Boost logo

Boost :

Subject: Re: [boost] Review Request: Variadic Macro Data library
From: Edward Diener (eldiener_at_[hidden])
Date: 2011-02-21 18:29:46


On 2/21/2011 2:37 PM, Paul Mensonides wrote:
> On Mon, 21 Feb 2011 12:57:05 -0500, Edward Diener wrote:
>
>> On 2/21/2011 3:57 AM, Paul Mensonides wrote:
>
>>> Another way to provide comfort is via education. Hardcore pp-
>>> metaprogramming knowledge is not required for this.
>>
>> Providing function-like syntax for invoking a macro with a variable
>> number of parameters, as an alternative to pp-lib data syntax, is
>> important to end-users and library developers if just for the sake of
>> familiarity and regularity.

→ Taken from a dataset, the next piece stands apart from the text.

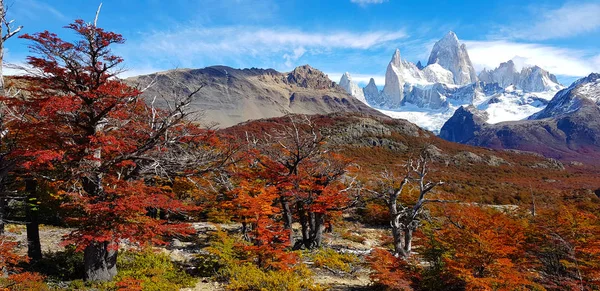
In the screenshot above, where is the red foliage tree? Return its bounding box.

A programmer using a "call" syntax which may
>> be a macro or a function is not going to stop and say: this is a
>> function so I can call it as 'somefunction(a,b,c)', this is a macro and
>> therefore I must call it as 'somemacro((a,b,c))'. Instead he will ask
>> that the same syntax be applied to both. You seem to feel this is wrong
>> and that someone invoking a macro should realize that it is a macro (
>> and normally does because it is capital letters ) and therefore be
>> prepared to use a different syntax, but I think that regularity in this
>> respect is to be valued.
>
> Most C/C++ developers perceive macro expansion mechanics to be similar to
> function call mechanics. I.e. where a user "calls" a macro A, and that
> macro "calls" the macro B, the macro B "returns" something, which is, in
> turn "returned" by A. That is fundamentally *not* how macro expansion
> behaves. The perceived similarity, where there is none (going all the
> way back to way before preprocessor metaprogramming) is how developers
> have gotten into so much trouble on account of macros.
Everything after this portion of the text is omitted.